Prof. Dr. Haydar BAŞ hocamızın başlattığı Kuvai Milliye çalışması kapsamında geçen hafta Gaziantepin İslahiye ilçesinde, bu haftada Mersinin merkez köylerinde çalışmalara katıldık.
İslahiye bölgesinde daha çok buğday, arpa, pamuk ve biber yetiştiriliyor. Sulak arazisi bol, İslahiye ovasına baktığımızda buğday hasadı yapılmış tarlalar ve yağmurlama sistemiyle sulanan yemyeşil biber ve pamuk tarlaları var. Fakat bu verimli toprakların sahipleri olan köylü kardeşlerimiz hasat mevsimi olmasına rağmen dertlimi dertli, önceden hasat mevsimine esnaftan borca mal alırken ürünlerin para etmemesinden dolayı artık esnafta borca mal vermediklerinden yakınıyorlar.
İslahiyenin Şahmaran köyünde 40a yakın köylülerle sohbet ediyoruz bir çiftçi söz alıyor, geçe gündüz demeden çoluk çocuk çalıştık, buğday ürettik şu anda ambarım buğday dolu, Devlet 350 bin baş fiyat veriyor, elimize geçen 310 bin lira ona da razı olduk fakat bu seferde devletin koyduğu kotayla karşılaşıyoruz Tüccara gidiyoruz 230 bin lira fiyat veriyor ne yapacağımızı şaşırdık diyor.
Bir başka köylü benim kamyonum var diyor geçen hafta İskenderun limanına yanaşan bir gemide buğday nakliyesi yaptım diyor ve ekliyor benim çakmak gibi tap taze buğdayım dururken yıllanmış kararmış amerikan buğdayının benim ülkemde ne işi var diyor.
Köylü kardeşlerimizi dinledikten sonra B.T.P. iktidarında Türkiye de üretilen hiçbir ürünün dışarıdan ithaline izin verilmeyeceğine, B.T.P. millet vekillerinin görevlerinden bir tanesi de bu milletin ihtiyacı dışındaki mallarını yurt dışında pazarlamak olduğunu anlatıyoruz Ayrıca tohumu tarlaya atmadan % 50 avans verileceğini, ürünlerinin sigortalanacağını ve ürün alımı garantisi verileceğini ve tüm bu projelerin kaynağını tek tek açıkladığımızda yüzlerin güldüğünü karamsarlığın yerini ümidin aldığını görüyoruz.

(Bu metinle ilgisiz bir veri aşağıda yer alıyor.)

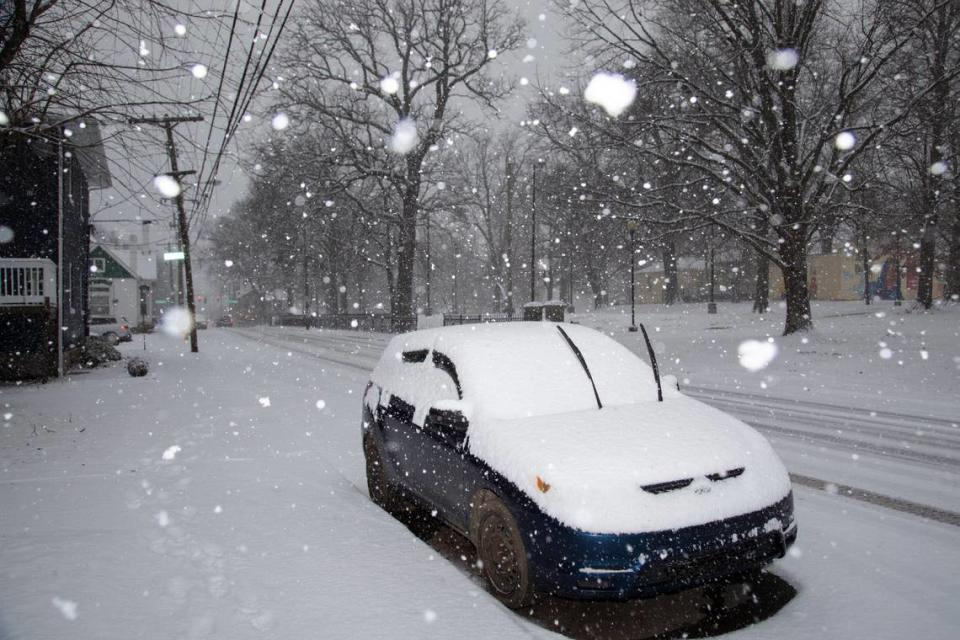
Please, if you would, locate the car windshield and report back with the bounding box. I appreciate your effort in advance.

Ertesi gün köy gezilerine devam ediyoruz bir köy odasına girdiğimizde M. Kemal ATATÜRK ün Milli Ekonominin Temeli Ziraattır. Veciz sözüyle karşılaşıyoruz. Köylü kardeşlerimiz AKP iktidarının ekonominin temelini sarstığından ve bu gidişle üretimden çekileceklerinden bahsediyorlar, bir başka yakınmaları da biberi yetiştiriyoruz kurutuyoruz tam piyasaya süreceğimiz zaman basın yayın yoluyla biberde kanserojen madde var diye dedikodu yayılıyor. Halbuki yıllardan beri biberi biz bu şekilde kurutuyoruz. Kimseye bir şey olmuyor. Ama bu çıkaranların niyetleri başka bizim ürettiklerimizi sattırmayıp ithal malları piyasaya sürmektir. Diyorlar
Köy gezilerine devam ederken tarlalarda Anadolumuzun çalışkan onurlu insanlarını görüyoruz. Tarlanın birinde çalışan iki insanın yanına yaklaştığımızda birinin kolu dirsekten kesilmiş o halinde elinde kürek tarla suluyor. bizden konuşurken su başka yöne akıyor hemen oraya koşup, kesik koluyla küreğe destek verip suyun yönünü değiştiriyor. Sonra bize Beni bu halimle çalıştıranlar utansın. Bu tarlayı kiraya aldım ürünün 2/3 mal sahibinin 1/3 ise bize diyor. Onu teselli etmek yine Kuvvai Milliyeci lere düşüyor. Ona B.T.P. nin sosyal devlet projesinde toprağı olmayan köylülere toprak tahsisi edileceğini, sakatlara devletin sahip çıkıp maaş bağlayacağını anlatıyoruz
Eli nasırlı üzerine güneş doğmayan çalışkan, yiğit Anadolu insanları B.T.P. iktidarı için çalışma sözü veriyorlar.
Gelecek Prof. Dr. Haydar BAŞ ın B.T.P. iktidarını gösteriyor. Hayırlı Olsun.